De l’autre côté de l’Atlantique, l’Université de Californie s’est vue délivrée un brevet européen (EP2800811 – Registre) revendiquant notamment un procédé de modification d’un ADN cible dans tout type cellulaire le 10 mai 2017. En regard de son importance, ce brevet a évidemment subi des attaques de nombreux opposants, et est toujours en procédure d’opposition à l’heure actuelle. Une procédure orale publique aura lieu durant 3 jours du 05 au 07 février 2020.
Le Broad Institute a pour sa part déjà obtenu la délivrance de plusieurs brevets européens, en majorité portant comme aux États-Unis sur des applications de CRISPR CAS9 dans les cellules eucaryotes. De la même manière que pour l’Université de Californie, ces brevets ont pour la plupart fait l’objet d’oppositions de la concurrence. Parmi ceux-ci, le brevet majeur EP2771468 (Registre) a été révoqué en janvier 2018 en opposition pour des raisons qui s’éloignent des problématiques scientifiques derrière ces technologies innovantes, et qui rappellent l’importance de l’aspect juridique dans la protection par brevets, et en l’occurrence du droit de priorité. C’est en effet un défaut au niveau de la désignation des inventeurs et de la cession de leurs droits aux déposants entre la demande prioritaire et le dépôt de ce brevet qui a rendu invalide la revendication de priorité, et a ainsi vu plusieurs documents devenir opposables et compromettre la nouveauté de ce brevet. Le Broad Institute a depuis formé recours de cette décision en s’attaquant à l’approche propre à l’OEB de la priorité, qui diffère de celle de l’USPTO. Ce recours est toujours en instance aujourd’hui et est de grande importance pour le Broad Institute, plusieurs demandes en cours de procédure ayant la même priorité. Une procédure orale aura lieu le 13 janvier 2020.

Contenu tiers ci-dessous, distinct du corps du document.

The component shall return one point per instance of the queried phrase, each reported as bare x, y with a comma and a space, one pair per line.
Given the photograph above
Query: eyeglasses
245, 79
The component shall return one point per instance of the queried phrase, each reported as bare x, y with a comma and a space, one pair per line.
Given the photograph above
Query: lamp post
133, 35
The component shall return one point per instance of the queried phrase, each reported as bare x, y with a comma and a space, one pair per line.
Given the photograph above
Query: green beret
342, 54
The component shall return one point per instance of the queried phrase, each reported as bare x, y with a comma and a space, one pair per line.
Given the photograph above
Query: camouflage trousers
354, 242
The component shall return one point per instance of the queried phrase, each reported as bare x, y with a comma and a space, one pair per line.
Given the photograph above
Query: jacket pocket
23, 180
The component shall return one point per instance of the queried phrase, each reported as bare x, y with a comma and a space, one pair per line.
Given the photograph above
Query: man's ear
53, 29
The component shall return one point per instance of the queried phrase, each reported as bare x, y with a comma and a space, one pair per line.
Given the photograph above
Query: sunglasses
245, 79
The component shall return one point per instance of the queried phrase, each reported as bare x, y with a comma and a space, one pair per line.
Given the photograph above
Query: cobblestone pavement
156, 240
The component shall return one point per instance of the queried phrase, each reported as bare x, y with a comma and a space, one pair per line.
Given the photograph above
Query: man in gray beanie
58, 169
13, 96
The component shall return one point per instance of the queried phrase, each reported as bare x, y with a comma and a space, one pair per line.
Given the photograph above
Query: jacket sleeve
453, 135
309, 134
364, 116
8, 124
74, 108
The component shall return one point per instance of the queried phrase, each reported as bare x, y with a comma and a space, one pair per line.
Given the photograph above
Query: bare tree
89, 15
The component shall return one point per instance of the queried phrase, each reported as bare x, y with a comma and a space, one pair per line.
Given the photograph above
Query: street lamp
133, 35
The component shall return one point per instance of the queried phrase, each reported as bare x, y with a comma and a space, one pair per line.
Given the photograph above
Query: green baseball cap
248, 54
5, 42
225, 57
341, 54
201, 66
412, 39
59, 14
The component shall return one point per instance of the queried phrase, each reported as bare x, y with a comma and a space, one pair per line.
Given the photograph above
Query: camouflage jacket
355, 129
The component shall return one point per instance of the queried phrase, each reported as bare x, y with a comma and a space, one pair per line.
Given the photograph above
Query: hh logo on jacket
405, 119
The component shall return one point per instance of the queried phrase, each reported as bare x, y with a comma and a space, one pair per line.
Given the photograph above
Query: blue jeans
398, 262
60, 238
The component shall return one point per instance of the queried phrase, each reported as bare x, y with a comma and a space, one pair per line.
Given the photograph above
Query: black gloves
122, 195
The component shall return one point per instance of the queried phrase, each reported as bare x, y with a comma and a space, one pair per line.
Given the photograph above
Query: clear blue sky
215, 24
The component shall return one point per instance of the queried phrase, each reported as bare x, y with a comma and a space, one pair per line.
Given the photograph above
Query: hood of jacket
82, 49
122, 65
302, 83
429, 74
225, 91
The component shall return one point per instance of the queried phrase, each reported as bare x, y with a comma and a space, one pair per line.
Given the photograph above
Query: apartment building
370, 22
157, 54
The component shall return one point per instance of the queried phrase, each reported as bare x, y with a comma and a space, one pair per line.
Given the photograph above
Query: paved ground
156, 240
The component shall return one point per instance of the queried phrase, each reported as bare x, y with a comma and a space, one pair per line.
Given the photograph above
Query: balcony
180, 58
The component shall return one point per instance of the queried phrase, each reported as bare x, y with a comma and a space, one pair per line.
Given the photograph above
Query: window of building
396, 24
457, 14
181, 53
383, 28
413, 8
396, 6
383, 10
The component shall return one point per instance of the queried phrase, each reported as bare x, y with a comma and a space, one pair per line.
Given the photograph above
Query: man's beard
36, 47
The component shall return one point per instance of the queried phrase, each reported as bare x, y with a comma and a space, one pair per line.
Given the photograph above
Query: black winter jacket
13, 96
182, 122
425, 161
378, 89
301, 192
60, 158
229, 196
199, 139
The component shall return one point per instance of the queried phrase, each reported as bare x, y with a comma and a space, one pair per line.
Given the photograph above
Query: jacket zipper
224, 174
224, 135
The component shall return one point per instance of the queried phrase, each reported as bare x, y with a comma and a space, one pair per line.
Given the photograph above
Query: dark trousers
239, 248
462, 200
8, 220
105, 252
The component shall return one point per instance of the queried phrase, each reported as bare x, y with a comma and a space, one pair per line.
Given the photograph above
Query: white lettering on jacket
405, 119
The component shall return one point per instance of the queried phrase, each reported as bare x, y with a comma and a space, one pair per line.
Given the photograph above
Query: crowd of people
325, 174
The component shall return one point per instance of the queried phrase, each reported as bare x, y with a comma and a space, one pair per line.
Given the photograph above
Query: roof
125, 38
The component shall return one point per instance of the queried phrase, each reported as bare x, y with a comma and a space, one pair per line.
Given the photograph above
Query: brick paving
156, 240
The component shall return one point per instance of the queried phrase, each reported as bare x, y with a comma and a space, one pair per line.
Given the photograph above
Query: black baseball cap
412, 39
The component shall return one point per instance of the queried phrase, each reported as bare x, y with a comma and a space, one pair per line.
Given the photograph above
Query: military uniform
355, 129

Ces deux brevets ne sont que la partie visible de l’iceberg des demandes de brevet sur cette technologie, où quasi systématiquement de très nombreuses parties s’opposent à la délivrance, et dont le nombre de documents cités dans ces oppositions dépassent souvent les 300. La suite de ces différentes procédures et notamment les procédures orales nous permettront d’y voir plus clair en Europe. Aux États-Unis, l’Université de Californie semble avoir pris une longueur d’avance au moins en termes de brevets délivrés, avec pas moins de 18 brevets délivrés, faisant de son portefeuille le premier sur ce territoire en termes de nombre sur cette technologie.
Ainsi, il reste encore trop tôt, 7 ans après le dépôt de la première demande de brevet sur cette technologie aux États-Unis, pour avoir un panorama des brevets majeurs pour cette technologie. Il n’est d’ailleurs pas à exclure que d’autres affaires en lien avec ces brevets aient lieu en Europe ou dans d’autres juridictions.